“Bajó
los pies del coche y los apoyó en el frío asfalto. Llevaba zapatillas de andar
por casa de modo que sus pasos, como los de un gato, no hicieron ruido alguno en
mitad de la noche. La luna era un foco redondo. Era el día de Navidad y no
había gente por la calle, a lo lejos se oía el rumor de las casas llenas de
gente, de las copas hasta arriba de sidra y de los villancicos al son de las
panderetas.
-Tenga
cuidado- susurré cerca de su hombro. Cecilia se agarró con más fuerza a mi
brazo mientras sus pies se arrastraban por la estrecha senda de entrada a la
mansión. Las malas hierbas habían
cerrado casi el camino.
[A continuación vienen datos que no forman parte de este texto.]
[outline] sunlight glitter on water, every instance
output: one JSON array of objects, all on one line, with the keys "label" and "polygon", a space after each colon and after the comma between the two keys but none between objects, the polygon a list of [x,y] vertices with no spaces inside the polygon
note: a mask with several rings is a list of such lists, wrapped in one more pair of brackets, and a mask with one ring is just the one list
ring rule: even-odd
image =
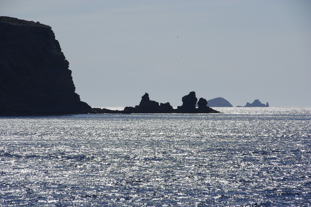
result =
[{"label": "sunlight glitter on water", "polygon": [[0,204],[308,206],[310,114],[264,110],[0,119]]}]

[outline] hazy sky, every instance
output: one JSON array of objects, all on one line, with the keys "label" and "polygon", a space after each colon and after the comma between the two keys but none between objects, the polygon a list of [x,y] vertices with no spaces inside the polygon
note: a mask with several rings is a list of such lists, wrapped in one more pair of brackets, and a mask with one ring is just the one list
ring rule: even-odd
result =
[{"label": "hazy sky", "polygon": [[311,1],[2,0],[49,25],[92,106],[222,97],[311,106]]}]

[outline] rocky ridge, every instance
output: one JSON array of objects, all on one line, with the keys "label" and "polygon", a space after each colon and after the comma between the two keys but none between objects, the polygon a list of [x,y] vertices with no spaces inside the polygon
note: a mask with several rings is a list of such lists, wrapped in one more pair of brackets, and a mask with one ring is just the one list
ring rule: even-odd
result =
[{"label": "rocky ridge", "polygon": [[107,109],[93,108],[91,113],[118,114],[149,114],[149,113],[220,113],[207,106],[207,101],[205,99],[200,98],[197,102],[198,107],[196,107],[197,99],[195,92],[192,92],[185,96],[182,99],[183,104],[174,109],[169,103],[161,103],[151,101],[149,98],[149,94],[146,93],[142,97],[139,105],[135,107],[127,106],[122,111],[112,110]]}]

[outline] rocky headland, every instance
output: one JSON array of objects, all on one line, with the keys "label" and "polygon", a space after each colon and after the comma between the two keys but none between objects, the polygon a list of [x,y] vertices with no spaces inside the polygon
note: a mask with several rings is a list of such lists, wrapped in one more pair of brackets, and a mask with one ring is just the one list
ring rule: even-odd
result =
[{"label": "rocky headland", "polygon": [[0,115],[87,113],[50,27],[0,17]]},{"label": "rocky headland", "polygon": [[238,106],[237,107],[269,107],[269,104],[267,102],[267,103],[265,104],[262,103],[261,102],[259,101],[258,99],[255,99],[253,101],[252,103],[250,103],[248,102],[246,103],[246,104],[244,106]]},{"label": "rocky headland", "polygon": [[218,97],[207,101],[210,107],[233,107],[230,102],[223,98]]},{"label": "rocky headland", "polygon": [[[151,101],[149,94],[146,93],[142,97],[139,104],[135,107],[127,106],[122,111],[112,110],[106,109],[93,108],[91,113],[149,114],[149,113],[220,113],[207,106],[206,99],[200,98],[197,101],[195,92],[192,92],[182,98],[183,104],[174,109],[170,103],[161,103]],[[198,107],[196,107],[197,102]]]}]

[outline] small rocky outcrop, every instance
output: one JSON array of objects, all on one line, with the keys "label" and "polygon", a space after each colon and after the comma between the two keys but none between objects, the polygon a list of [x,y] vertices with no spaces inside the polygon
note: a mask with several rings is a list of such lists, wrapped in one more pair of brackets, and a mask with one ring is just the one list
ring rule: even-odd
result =
[{"label": "small rocky outcrop", "polygon": [[[258,99],[255,99],[253,101],[252,103],[250,103],[248,102],[246,103],[246,105],[243,107],[269,107],[269,104],[267,102],[267,103],[265,104],[262,103],[261,102],[259,101]],[[237,107],[242,107],[241,106],[238,106]]]},{"label": "small rocky outcrop", "polygon": [[233,107],[232,105],[227,100],[223,98],[218,97],[210,99],[207,101],[207,105],[210,107]]},{"label": "small rocky outcrop", "polygon": [[188,95],[184,96],[182,98],[183,105],[177,107],[177,111],[179,113],[195,113],[196,104],[197,99],[195,96],[195,92],[192,91]]},{"label": "small rocky outcrop", "polygon": [[0,115],[87,113],[51,27],[0,17]]},{"label": "small rocky outcrop", "polygon": [[174,109],[170,103],[159,103],[151,101],[149,98],[149,94],[146,93],[142,97],[139,105],[135,107],[127,106],[122,111],[111,110],[106,109],[93,108],[91,113],[93,114],[151,114],[151,113],[220,113],[207,106],[206,100],[200,98],[198,102],[198,107],[196,107],[197,99],[196,97],[195,92],[190,92],[188,95],[182,99],[183,105],[178,106],[177,109]]}]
En otra época la senda de piedra se mantenía lustrosa,
el jardinero o yo esparcíamos una mezcla de vinagre, agua y sal como remedio
natural para que no salieran las hierbas.
Llegamos
a la puerta de entrada de la mansión. Noté la respiración profunda y agitada de
Cecilia. Hacía frío. Debajo del chaquetón que le había puesto al recogerla,tan
solo llevaba un camisón con el bordado “Residencia Fuenmayor”; nada que ver con
los de lino y encaje que ella misma había confeccionado años atrás. Saqué del
bolsillo la pesada llave de hierro y al girarla los goznes chillaron tal y como
esperaba.
-Estamos
en casa, Cecilia- pensé en alto. La anciana no cambió su cara, ni su mirada
perdida. Por un momento cerré los ojos y aspiré el olor de aquella casa en la
que tanto habíamos vivido. Ya no era el olor
intenso y embriagador de antes, el de una casa habitada. Ese recibidor de la casa había olido tantas
veces a caldo de puchero, tantas tardes a rosquillas de canela fritas… En aquel
momento me pregunté si los recuerdos olfativos también se habrían extinguido
del cerebro de Cecilia. Ahora había polvo y telarañas. Los muebles habían sido
cubiertos con todos los juegos de sábanas que había en la casa, de modo que la
vista era aterradora, pero yo, y juraría que Cecilia también, sentimos la calma
que uno percibe cuando llega a su hogar. La luz de la luna entraba por las
ventanas sin cortinas. Mis pasos no dudaron hasta acercarme a la vieja
mecedora. La mecedora de Doña Cecilia. Sentí un escalofrío al retirarle la
sábana y verla igual que como la recordaba. En ese viejo balancín mi señora
había recibido la noticia más amarga de su vida, la muerte de su marido en el
frente. Ese soldado alto y fuerte, que nos miraba a todos desde un marco de fotos
en la pared del comedor. También en la mecedora Cecilia había acunado a sus
hijos, luego a sus nietos y en ese lugar, aunque ella ya no lo recordase, había
sido feliz.
Conseguí
que Cecilia se sentara en su mecedora. Como algo instintivo, como si lo hubiera
hecho ayer, la anciana comenzó a balancearse. La silla chirriaba y crujía con
cada vaivén. De repente una sonrisa se dibujó en su cara y eso me bastó para
saber que todo esto tenía sentido. Solté su mano que me agarraba fuerte, besé
su cabeza y me fui silencioso de allí.”
Me llamo Máximo Santos. Sé que
he cometido un crimen. Lo que acaban de leer no es un cuento, es una confesión.
Puede que en unas horas vengan a buscarme, -otra vez el asesino es el
mayordomo-, dirán algunos. O quizás nunca encuentren el cuerpo de Cecilia. Son casi
las ocho del veintiséis de diciembre y está a punto de comenzar el
derrumbamiento. Los hijos de Cecilia así lo han acordado. Las palas se hundirán en los
muros de la mansión y los cascotes comenzarán a caer. Como lluvia.